The SEC noted highlighted that whether a company “loses a factory in a fire or millions of files in a cybersecurity incident” it will impact investors.
The rule states that the four-day window of reporting doesn’t officially start until the company has confirmed the breach as material. However, the US Attorney General stated that the delay could be extended beyond 60 days under extraordinary circumstances, such as “a substantial risk to national security or public safety”.
Could This Rule Actually Help Hackers?
The rule was first proposed back in March 2022, when the SEC found that a rise in corporate network breaches and cybersecurity incidents caused an increased cost to investors.
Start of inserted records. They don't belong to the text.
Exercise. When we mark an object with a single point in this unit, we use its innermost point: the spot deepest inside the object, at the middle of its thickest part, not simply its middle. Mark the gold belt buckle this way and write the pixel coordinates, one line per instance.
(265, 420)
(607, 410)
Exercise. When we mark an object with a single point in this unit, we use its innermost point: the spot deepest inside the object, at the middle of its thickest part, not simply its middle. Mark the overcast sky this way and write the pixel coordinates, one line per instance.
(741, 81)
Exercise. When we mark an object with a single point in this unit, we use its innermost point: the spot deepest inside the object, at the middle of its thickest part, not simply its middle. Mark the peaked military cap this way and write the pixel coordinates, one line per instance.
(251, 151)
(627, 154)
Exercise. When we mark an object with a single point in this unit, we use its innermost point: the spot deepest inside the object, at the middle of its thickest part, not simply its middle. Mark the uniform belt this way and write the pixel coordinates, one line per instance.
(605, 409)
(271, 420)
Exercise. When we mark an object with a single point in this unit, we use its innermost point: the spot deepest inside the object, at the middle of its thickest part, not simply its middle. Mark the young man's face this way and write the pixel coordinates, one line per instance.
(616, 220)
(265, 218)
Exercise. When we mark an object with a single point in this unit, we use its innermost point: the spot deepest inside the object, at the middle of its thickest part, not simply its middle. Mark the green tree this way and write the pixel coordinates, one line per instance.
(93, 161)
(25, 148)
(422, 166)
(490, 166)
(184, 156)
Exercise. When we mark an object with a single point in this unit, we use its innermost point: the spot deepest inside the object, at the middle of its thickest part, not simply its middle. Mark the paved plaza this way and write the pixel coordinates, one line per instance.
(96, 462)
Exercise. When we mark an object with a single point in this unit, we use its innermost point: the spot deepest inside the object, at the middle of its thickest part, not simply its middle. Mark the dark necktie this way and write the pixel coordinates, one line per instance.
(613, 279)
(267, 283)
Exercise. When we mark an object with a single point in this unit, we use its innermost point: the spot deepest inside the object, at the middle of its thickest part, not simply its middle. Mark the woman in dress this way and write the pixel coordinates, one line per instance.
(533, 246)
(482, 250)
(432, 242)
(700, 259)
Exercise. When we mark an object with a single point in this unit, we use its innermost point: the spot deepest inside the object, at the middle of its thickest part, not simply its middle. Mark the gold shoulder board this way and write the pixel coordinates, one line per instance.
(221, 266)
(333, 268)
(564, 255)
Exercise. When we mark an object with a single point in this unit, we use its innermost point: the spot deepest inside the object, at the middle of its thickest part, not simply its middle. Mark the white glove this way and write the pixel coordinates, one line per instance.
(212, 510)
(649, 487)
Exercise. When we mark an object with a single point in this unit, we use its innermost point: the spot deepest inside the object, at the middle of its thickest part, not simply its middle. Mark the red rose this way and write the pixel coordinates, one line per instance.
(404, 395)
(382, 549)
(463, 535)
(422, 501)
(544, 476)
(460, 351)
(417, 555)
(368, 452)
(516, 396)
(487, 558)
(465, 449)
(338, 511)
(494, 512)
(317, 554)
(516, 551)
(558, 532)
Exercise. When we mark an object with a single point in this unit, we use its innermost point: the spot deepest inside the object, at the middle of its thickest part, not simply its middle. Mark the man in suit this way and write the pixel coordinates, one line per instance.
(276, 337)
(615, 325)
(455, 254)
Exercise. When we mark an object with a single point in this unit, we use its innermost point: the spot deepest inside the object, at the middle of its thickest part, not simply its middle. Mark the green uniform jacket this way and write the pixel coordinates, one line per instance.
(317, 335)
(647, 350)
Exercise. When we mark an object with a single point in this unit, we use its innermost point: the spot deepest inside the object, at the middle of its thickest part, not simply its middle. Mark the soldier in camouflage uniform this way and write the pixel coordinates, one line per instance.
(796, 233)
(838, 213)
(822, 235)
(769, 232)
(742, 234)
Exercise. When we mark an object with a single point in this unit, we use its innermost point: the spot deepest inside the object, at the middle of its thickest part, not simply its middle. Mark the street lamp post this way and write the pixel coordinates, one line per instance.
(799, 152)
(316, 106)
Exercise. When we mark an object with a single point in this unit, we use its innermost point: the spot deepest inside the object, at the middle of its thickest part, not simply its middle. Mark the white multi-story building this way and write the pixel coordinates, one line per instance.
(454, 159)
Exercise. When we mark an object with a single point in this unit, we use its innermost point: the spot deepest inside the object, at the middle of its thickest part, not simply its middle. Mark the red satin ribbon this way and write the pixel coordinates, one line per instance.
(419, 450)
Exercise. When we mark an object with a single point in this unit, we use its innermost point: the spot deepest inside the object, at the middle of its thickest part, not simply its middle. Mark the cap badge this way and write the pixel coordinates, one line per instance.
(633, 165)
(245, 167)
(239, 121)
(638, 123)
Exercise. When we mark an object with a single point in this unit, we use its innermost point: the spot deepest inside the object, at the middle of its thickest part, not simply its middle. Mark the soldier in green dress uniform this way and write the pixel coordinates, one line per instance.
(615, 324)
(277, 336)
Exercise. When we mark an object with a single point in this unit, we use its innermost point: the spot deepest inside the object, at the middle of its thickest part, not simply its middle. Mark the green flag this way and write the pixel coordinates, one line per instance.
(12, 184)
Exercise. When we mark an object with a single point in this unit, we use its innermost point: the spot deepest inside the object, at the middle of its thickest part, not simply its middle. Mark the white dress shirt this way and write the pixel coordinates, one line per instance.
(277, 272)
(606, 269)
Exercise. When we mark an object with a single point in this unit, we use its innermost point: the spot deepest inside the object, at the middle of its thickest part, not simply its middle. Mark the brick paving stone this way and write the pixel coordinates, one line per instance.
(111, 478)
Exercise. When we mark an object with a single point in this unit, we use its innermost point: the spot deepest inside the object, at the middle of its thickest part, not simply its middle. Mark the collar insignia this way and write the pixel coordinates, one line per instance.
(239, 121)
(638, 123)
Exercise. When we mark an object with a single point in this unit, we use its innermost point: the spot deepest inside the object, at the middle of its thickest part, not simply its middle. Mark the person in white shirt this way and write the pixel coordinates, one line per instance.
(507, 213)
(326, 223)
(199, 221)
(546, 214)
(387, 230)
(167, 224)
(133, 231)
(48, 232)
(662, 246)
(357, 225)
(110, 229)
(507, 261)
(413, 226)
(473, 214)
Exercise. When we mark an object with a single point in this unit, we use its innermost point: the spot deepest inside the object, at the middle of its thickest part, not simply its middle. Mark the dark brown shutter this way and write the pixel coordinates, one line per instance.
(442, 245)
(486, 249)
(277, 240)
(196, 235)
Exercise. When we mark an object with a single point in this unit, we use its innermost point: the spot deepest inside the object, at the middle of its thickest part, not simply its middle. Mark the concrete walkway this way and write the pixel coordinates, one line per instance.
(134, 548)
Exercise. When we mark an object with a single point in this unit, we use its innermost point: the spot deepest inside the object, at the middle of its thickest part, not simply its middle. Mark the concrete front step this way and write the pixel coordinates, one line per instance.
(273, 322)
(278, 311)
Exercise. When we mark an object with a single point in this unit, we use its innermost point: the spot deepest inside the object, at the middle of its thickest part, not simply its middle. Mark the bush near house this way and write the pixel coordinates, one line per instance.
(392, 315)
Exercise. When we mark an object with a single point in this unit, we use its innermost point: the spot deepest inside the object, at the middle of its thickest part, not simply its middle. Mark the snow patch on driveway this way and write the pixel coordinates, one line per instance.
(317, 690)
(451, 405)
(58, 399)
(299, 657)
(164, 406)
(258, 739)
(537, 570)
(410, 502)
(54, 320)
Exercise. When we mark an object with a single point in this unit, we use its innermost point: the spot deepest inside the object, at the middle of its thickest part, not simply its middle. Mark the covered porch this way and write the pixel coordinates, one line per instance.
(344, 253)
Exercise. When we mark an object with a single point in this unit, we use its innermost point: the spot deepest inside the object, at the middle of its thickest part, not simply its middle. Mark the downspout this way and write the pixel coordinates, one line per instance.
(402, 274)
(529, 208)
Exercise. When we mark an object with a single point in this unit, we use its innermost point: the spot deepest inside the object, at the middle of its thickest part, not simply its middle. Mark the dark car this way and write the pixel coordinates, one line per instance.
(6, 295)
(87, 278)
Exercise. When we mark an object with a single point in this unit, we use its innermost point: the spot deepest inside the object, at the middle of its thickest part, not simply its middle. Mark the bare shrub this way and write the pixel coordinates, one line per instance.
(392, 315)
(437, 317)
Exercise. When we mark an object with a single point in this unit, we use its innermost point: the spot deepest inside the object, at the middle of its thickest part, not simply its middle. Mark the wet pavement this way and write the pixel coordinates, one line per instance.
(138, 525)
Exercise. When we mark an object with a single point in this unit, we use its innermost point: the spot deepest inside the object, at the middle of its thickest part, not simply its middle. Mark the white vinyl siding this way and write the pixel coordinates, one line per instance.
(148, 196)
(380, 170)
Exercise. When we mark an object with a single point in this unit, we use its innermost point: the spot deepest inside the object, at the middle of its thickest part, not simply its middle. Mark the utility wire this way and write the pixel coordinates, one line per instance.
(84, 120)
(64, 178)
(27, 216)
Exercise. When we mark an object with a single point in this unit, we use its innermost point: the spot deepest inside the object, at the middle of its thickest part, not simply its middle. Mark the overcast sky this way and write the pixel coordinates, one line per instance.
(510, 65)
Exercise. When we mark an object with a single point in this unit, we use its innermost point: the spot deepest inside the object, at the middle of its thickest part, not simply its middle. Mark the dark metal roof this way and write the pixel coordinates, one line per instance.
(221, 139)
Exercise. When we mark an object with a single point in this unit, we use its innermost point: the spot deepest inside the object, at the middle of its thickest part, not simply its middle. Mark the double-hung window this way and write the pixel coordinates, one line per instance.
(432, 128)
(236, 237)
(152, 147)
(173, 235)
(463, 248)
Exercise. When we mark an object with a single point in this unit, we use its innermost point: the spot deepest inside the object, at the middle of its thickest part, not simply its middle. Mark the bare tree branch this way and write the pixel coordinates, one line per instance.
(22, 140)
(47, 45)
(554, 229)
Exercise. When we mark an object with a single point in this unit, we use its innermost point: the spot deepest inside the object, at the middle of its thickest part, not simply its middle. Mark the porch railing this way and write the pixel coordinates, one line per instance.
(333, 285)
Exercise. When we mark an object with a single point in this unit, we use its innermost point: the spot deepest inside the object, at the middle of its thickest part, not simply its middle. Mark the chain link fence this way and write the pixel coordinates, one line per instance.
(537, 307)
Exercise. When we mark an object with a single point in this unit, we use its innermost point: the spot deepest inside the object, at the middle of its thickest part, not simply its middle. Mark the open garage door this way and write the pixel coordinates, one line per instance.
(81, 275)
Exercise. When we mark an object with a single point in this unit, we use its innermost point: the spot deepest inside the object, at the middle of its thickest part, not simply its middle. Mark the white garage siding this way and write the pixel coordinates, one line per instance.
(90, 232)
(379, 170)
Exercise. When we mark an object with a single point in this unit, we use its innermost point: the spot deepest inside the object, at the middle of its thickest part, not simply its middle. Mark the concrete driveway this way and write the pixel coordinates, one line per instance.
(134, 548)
This was largely put down to the rise in digital operations and remote working.
Tenable CEO Amit Yoran, leading figure in cybersecurity, praised the new rule in a statement:
“For a long time, the largest and most powerful US companies have treated cybersecurity as a nice-to-have, not a must have. Now it’s abundantly clear that corporate leaders must elevate cybersecurity within their organizations.”
The new requirement hasn’t been met with total positivity or confidence everywhere, however. Concerned that hackers could benefit from information on how companies manage their cyber risk, Republican commissioner Hester Peirce stated that the rule overstepped the SEC’s authority and “seems designed to better meet the needs of would-be hackers”.
His statement went on to say that the temptation for the SEC to “micromanage” company operations is likely to increase following this latest requirement.